For nearly two years, the nuclear industry has had a mushroom cloud hanging over its head. As Germany and a number of other European governments began discussions about abandoning nuclear power in the wake of the Fukushima Daiichi disaster, investors have been leery of anything even remotely related to nuclear power.
A nuclear renaissance is unfolding in the emerging world as China, Russia, and other nations continue building reactors at a rapid clip, because of their low emissions and reliable, long-term operation. Uranium miners represent the purest exposure to this growing demand in nuclear energy.
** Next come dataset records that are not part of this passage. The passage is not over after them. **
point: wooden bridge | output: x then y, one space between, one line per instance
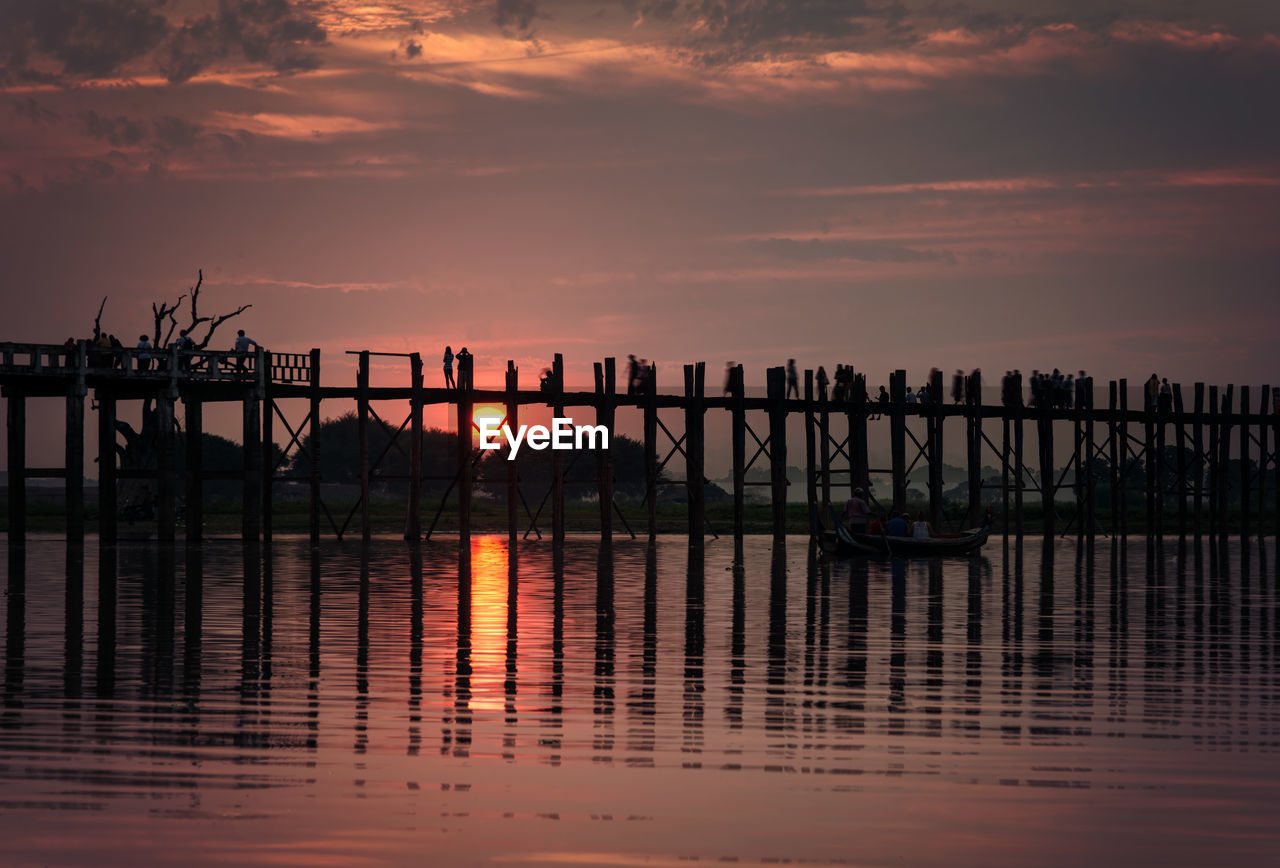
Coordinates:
265 383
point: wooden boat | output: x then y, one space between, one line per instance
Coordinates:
844 543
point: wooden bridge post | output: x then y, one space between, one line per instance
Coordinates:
362 432
973 410
1180 458
606 387
737 388
1045 441
1114 458
776 391
897 437
466 400
1019 466
17 425
1244 465
1262 457
251 492
268 446
810 446
859 467
167 522
73 487
1091 483
1224 462
1198 458
512 476
650 450
193 417
108 503
314 430
824 447
1212 455
935 417
557 464
1123 437
695 378
414 516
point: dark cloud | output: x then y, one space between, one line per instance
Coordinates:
172 133
515 14
118 131
53 40
83 37
275 33
33 110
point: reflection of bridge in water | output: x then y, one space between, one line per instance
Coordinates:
584 654
1197 466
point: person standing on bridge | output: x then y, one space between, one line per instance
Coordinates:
466 379
448 369
144 353
242 343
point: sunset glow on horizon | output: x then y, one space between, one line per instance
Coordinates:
996 184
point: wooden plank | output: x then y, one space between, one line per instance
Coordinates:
106 458
314 394
557 462
650 451
776 391
1180 458
973 428
167 483
1197 457
366 524
17 432
935 420
512 476
414 514
193 419
737 388
810 447
1244 465
73 488
897 437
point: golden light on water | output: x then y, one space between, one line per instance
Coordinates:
489 562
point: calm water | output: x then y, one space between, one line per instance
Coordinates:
640 707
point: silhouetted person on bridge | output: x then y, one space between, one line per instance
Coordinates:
466 377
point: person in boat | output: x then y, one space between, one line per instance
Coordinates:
899 526
856 512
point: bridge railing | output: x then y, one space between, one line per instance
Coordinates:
128 362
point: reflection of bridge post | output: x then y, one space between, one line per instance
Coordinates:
695 651
603 689
16 633
17 429
415 647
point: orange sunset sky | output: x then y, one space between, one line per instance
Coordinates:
977 183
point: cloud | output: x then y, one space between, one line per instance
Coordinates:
118 131
275 33
816 250
515 14
59 40
35 112
76 37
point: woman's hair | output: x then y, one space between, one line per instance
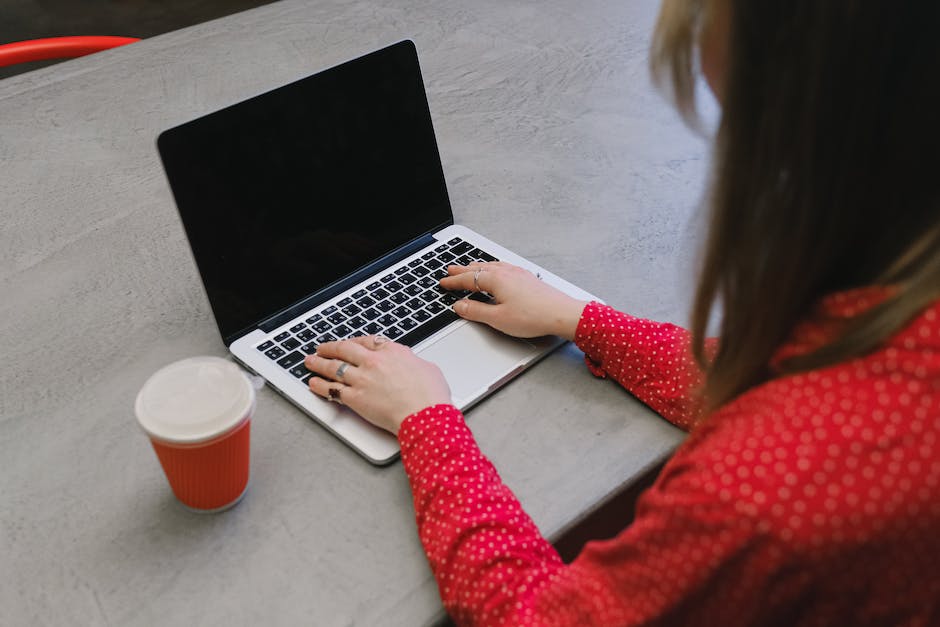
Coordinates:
826 173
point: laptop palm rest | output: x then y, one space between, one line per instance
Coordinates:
473 357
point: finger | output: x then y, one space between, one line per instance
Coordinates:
322 387
345 350
476 311
481 279
369 341
328 368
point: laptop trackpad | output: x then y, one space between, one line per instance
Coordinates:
473 357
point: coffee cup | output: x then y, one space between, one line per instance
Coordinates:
197 413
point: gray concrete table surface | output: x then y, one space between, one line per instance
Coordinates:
554 143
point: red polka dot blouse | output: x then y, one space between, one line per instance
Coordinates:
812 499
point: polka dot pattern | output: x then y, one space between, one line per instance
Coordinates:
812 499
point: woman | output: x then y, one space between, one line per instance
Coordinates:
808 491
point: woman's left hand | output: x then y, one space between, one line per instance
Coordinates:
384 382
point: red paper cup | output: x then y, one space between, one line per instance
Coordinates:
197 413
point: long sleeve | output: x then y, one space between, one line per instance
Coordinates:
809 500
652 360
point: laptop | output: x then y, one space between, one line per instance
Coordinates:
319 211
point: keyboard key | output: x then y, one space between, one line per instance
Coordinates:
275 353
461 248
299 371
482 297
356 322
290 360
290 344
429 328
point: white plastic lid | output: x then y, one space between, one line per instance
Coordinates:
194 400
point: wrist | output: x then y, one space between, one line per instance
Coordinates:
568 317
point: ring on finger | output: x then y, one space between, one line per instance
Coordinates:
476 280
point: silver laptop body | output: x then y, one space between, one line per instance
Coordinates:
304 202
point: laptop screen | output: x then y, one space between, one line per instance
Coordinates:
285 193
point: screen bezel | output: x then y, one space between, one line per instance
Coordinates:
272 319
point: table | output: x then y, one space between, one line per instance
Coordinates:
554 142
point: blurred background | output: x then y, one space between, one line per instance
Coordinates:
33 19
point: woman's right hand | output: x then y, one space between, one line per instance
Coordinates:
523 305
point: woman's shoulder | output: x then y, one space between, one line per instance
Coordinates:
842 455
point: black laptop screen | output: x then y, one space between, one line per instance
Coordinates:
284 194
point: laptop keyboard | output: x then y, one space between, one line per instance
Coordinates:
406 305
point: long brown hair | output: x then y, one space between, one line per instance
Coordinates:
826 172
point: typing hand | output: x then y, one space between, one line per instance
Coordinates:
523 305
382 381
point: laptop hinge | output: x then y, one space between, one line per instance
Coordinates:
343 284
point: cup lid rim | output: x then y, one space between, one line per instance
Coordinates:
224 415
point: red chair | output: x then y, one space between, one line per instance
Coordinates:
57 48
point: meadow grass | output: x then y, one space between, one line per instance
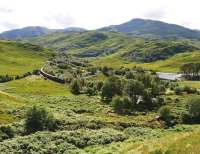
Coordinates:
171 64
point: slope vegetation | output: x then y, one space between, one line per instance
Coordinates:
17 58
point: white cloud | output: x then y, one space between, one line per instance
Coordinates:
93 14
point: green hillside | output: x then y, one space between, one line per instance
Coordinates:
17 58
104 46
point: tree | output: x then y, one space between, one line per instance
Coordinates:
166 115
111 87
134 89
75 87
122 105
105 70
147 98
194 108
38 119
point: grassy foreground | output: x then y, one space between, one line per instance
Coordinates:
88 126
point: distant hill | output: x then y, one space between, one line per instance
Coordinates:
19 58
152 28
32 31
98 44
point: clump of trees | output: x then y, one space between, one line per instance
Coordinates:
122 105
75 87
5 78
142 91
39 119
191 71
166 115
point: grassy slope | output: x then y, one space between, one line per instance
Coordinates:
169 65
17 59
81 42
15 98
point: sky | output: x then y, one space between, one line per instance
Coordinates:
93 14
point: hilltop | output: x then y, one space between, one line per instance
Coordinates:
153 28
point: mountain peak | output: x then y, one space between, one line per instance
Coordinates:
153 28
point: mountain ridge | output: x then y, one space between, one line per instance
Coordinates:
154 28
34 31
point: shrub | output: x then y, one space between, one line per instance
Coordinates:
178 90
75 87
91 91
122 105
111 87
6 132
38 119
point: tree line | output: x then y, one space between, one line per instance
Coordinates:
191 71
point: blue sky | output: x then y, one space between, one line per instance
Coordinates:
92 14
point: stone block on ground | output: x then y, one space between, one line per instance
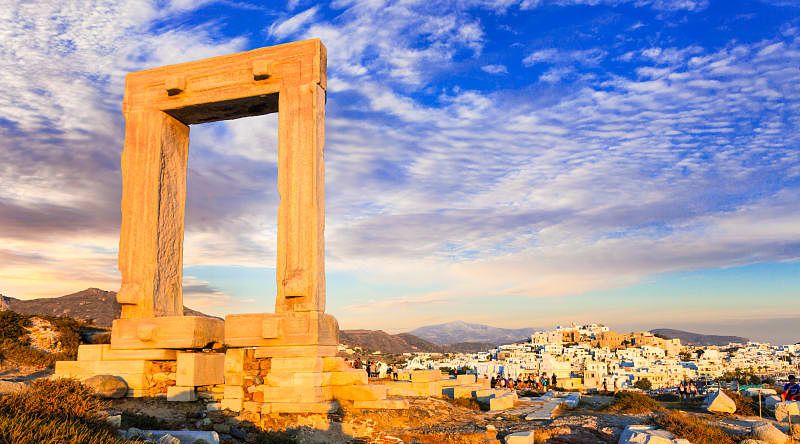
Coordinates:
426 375
767 432
469 379
500 403
303 407
785 409
520 438
293 394
107 386
196 369
368 392
461 391
181 394
413 389
349 376
232 404
645 434
289 351
297 364
719 402
382 404
234 366
178 332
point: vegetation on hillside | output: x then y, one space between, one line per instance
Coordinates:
692 428
633 403
54 411
15 344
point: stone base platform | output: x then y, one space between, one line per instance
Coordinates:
424 383
147 372
268 380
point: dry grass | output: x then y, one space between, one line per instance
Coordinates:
54 411
696 430
634 403
468 403
744 405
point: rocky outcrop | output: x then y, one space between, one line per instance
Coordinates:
785 410
768 433
719 402
9 387
644 434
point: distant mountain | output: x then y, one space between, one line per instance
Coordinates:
689 338
91 305
460 331
379 340
470 347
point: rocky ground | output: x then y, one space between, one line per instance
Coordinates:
429 420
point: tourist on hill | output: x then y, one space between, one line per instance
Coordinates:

Miners have been under severe pressure recently, as cheap natural gas in the US has made gas-fueled electricity generation more attractive. Global uranium demand also has dipped slightly due to the shutdown of eight German reactors. That's led several major research firms to downgrade uranium miners, including Cameco (CCJ). However, downgrades of Cameco are shortsighted.
Driving the negative sentiment are low uranium prices, which are off by more than 60% since their highs of four years ago. This weak price environment has pushed several smaller miners out of the market, because their production wasn't economical at current price levels.
Cameco is the largest and lowest-cost uranium producer in the world, on track to produce 36 million pounds by 2018.